One way a company can raise capital is to issue shares of stock, which are equal pieces of company ownership. An investor can purchase any number of shares of stock in a company, making him a shareholder or stockholder. Shareholders are entitled to a portion of company profits and have the right to vote on certain company policies and decisions. The more shares in a company a stockholder owns, the more say he has in company matters, which is why the majority of shares are usually closely held by the owners or founders of a company once it goes public by offering shares for sale.
One investor may hold multiple shares of stock in the same company or hold stock in many companies. Shareholders get paid dividends at the discretion of a company; they are not entitled to a set amount, and companies aren't required to follow a set payment schedule.
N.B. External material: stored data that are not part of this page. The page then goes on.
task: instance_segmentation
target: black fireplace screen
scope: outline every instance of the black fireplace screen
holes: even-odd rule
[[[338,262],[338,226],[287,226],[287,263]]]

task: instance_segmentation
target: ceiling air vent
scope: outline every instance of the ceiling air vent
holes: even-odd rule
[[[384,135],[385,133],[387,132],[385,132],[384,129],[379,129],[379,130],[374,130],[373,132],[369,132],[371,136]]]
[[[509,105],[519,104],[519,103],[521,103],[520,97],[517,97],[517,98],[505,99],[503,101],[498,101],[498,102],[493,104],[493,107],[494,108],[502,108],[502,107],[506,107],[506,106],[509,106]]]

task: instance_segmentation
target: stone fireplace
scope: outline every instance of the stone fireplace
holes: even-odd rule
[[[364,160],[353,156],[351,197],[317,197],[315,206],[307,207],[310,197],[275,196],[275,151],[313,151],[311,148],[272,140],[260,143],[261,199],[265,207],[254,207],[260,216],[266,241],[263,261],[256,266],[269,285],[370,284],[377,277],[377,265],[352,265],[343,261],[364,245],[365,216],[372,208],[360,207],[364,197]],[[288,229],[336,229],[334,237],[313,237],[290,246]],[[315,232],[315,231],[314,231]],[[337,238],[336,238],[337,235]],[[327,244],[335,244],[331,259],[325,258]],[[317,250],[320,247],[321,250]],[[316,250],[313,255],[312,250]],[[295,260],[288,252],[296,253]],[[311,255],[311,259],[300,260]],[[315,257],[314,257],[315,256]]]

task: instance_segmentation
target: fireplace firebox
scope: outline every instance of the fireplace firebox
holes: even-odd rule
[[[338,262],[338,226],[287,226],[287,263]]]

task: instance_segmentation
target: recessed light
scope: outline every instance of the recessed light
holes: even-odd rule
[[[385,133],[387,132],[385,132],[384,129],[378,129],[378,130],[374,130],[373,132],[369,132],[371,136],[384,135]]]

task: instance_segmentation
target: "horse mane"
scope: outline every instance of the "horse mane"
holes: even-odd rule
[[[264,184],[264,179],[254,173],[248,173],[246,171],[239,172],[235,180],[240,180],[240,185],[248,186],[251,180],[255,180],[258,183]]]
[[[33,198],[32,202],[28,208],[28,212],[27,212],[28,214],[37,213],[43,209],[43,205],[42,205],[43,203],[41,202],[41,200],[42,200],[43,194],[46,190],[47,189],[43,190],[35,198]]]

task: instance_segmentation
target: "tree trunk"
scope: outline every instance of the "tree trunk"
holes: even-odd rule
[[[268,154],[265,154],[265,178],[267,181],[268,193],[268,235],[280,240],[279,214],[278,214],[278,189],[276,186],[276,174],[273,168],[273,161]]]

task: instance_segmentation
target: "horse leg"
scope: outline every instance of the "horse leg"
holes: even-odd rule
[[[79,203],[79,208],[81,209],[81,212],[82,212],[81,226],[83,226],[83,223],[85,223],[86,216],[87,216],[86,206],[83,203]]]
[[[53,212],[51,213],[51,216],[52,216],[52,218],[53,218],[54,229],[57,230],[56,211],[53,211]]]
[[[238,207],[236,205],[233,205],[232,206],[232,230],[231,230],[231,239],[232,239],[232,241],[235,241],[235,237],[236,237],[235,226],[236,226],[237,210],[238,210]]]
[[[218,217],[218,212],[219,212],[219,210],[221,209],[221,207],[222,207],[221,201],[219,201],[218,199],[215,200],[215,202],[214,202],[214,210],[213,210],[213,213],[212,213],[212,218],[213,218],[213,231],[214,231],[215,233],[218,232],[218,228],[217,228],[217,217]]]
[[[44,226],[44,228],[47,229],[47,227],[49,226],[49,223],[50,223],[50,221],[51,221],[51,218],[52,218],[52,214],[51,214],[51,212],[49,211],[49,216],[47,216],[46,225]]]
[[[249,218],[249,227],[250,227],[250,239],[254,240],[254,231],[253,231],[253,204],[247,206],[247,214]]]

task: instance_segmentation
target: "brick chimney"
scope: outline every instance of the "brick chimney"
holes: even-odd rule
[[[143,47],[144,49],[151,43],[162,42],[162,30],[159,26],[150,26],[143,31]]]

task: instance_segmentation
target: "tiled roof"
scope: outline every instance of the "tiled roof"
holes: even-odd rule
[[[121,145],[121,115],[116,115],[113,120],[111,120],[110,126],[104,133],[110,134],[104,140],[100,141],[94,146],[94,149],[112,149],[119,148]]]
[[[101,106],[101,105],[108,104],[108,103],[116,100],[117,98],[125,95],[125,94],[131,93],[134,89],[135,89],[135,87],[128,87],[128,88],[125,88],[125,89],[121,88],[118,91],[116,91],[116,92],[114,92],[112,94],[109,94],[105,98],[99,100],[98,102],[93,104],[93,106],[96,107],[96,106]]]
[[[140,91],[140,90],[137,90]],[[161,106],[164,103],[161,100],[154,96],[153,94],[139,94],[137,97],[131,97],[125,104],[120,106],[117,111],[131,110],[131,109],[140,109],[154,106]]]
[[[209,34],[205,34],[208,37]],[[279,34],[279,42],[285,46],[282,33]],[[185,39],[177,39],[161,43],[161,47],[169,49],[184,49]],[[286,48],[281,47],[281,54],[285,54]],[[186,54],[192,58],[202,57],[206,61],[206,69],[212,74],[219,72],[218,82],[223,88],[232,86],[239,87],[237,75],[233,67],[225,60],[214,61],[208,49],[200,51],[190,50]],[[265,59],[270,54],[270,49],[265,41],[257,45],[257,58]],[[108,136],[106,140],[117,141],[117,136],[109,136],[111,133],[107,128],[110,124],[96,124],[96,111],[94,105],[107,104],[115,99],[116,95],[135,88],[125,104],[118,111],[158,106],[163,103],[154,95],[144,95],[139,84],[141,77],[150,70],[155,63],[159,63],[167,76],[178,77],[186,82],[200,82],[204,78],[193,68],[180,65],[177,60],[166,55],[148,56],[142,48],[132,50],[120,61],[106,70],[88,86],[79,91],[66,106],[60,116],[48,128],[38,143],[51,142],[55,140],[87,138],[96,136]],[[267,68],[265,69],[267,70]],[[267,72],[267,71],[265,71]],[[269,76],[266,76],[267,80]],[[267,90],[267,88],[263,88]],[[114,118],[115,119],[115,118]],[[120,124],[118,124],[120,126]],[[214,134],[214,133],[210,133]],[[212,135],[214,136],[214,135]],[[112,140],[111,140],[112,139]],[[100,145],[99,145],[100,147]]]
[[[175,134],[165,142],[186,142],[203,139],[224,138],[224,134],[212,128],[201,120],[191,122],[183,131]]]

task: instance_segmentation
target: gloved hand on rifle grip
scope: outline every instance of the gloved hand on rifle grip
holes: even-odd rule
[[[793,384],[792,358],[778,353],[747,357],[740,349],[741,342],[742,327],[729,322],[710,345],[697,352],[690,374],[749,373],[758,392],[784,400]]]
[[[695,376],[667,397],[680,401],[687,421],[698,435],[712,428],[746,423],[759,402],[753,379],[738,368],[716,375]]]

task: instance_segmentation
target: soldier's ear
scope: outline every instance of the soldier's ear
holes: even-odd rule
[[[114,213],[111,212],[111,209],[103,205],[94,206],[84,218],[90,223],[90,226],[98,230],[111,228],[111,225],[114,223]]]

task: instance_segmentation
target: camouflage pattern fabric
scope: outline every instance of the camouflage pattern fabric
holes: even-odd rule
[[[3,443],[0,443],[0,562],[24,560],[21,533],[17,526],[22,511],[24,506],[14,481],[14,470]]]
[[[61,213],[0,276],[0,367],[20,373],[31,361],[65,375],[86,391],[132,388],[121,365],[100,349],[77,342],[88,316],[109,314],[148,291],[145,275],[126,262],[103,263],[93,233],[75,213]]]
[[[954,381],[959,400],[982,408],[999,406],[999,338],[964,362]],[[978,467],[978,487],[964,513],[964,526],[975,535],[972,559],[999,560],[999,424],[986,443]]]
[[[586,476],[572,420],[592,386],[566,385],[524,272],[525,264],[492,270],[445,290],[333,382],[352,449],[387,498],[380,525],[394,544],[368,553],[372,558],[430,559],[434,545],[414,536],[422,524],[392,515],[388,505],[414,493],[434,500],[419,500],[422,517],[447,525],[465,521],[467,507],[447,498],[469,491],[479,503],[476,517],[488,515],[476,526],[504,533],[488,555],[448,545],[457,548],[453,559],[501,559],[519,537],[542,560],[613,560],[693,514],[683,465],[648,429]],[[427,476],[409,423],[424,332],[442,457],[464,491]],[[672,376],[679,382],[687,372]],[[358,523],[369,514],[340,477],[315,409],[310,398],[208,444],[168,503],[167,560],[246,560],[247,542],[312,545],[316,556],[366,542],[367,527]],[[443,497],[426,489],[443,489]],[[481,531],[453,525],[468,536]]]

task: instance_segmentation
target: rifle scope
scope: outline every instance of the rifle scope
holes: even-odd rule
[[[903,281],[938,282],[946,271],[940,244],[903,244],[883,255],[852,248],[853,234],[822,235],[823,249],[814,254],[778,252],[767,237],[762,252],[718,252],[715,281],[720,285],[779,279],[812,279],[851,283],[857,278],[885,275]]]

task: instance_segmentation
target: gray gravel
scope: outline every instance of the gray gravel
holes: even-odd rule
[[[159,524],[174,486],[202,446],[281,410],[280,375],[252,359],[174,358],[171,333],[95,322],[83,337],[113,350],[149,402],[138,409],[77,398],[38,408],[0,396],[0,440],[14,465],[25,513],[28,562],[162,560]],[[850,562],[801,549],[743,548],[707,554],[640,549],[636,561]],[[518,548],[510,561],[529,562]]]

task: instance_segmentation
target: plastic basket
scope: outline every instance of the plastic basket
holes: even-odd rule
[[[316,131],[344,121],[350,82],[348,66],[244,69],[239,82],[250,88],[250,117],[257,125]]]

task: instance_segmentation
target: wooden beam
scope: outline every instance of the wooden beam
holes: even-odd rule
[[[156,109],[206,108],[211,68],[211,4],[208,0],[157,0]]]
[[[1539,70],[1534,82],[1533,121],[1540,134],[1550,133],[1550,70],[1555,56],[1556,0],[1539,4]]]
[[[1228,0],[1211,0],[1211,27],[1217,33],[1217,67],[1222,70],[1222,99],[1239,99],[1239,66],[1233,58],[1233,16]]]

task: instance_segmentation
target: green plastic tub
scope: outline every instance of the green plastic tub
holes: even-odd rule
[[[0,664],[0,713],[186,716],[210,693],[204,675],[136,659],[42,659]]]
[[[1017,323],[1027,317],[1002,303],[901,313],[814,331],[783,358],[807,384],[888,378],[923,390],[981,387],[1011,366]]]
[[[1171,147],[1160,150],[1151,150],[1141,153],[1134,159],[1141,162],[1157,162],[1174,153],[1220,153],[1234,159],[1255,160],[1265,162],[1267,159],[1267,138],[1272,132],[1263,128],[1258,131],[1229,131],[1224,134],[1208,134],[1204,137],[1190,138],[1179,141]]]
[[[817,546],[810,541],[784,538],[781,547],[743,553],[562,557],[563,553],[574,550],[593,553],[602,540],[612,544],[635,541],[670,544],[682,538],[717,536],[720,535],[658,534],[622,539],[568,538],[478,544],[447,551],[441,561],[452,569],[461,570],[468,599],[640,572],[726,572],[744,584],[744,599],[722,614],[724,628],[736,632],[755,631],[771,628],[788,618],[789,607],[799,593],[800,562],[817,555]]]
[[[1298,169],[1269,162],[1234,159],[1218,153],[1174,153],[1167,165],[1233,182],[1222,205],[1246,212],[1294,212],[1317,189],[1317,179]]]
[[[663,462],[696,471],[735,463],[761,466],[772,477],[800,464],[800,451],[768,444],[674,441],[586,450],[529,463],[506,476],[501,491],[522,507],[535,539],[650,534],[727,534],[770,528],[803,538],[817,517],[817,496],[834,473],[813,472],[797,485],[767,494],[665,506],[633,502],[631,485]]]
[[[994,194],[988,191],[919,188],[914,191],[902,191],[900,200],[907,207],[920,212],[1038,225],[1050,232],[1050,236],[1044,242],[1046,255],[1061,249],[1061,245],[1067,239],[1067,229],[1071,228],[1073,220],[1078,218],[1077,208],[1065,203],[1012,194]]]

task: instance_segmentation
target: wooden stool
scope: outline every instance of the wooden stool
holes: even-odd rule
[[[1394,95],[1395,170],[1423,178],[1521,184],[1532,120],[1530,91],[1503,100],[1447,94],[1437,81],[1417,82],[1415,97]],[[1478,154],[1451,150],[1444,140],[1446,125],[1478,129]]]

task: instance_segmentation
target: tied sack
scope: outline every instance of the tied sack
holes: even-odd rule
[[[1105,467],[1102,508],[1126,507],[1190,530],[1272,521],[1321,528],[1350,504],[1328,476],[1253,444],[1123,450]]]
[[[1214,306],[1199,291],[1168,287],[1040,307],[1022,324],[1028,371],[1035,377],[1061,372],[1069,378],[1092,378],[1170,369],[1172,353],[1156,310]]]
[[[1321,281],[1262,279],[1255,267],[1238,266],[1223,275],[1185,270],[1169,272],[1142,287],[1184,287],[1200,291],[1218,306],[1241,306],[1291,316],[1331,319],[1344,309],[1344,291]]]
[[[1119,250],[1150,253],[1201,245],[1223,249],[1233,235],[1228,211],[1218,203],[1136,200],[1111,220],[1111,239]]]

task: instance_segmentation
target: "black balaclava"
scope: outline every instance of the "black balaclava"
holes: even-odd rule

Each share owned receives a separate dividend, and the amount paid to one shareholder is then multiplied by the number of shares. The desirability of shares can fluctuate somewhat depending on the rate at which dividends are paid in addition to profitability and a multitude of other factors.
Investors may also sell shares and either make or lose money, depending on the price per share when the stocks were first purchased and the current selling price. As a company's profitability increases, so does the price investors are willing to pay per share; this is called the face value of a stock. Investors make money by purchasing when the stock price is low and selling when it is high. The entire investment is at risk, because a multitude of market changes and company changes affect the price of stocks at any given time. Investors can trade as many or as few shares as they please at any time, so those with many shares in one company have more to gain and to lose each time the face value of a share fluctuates.
Stocks and shares are not, technically, the same thing. That doesn’t keep people from using the terms stocks and shares interchangeably to describe a unit of capital of a publicly traded company. The terms stockholder and shareholder are also used, rightly or wrongly, to describe the same relationship between a company and its investors.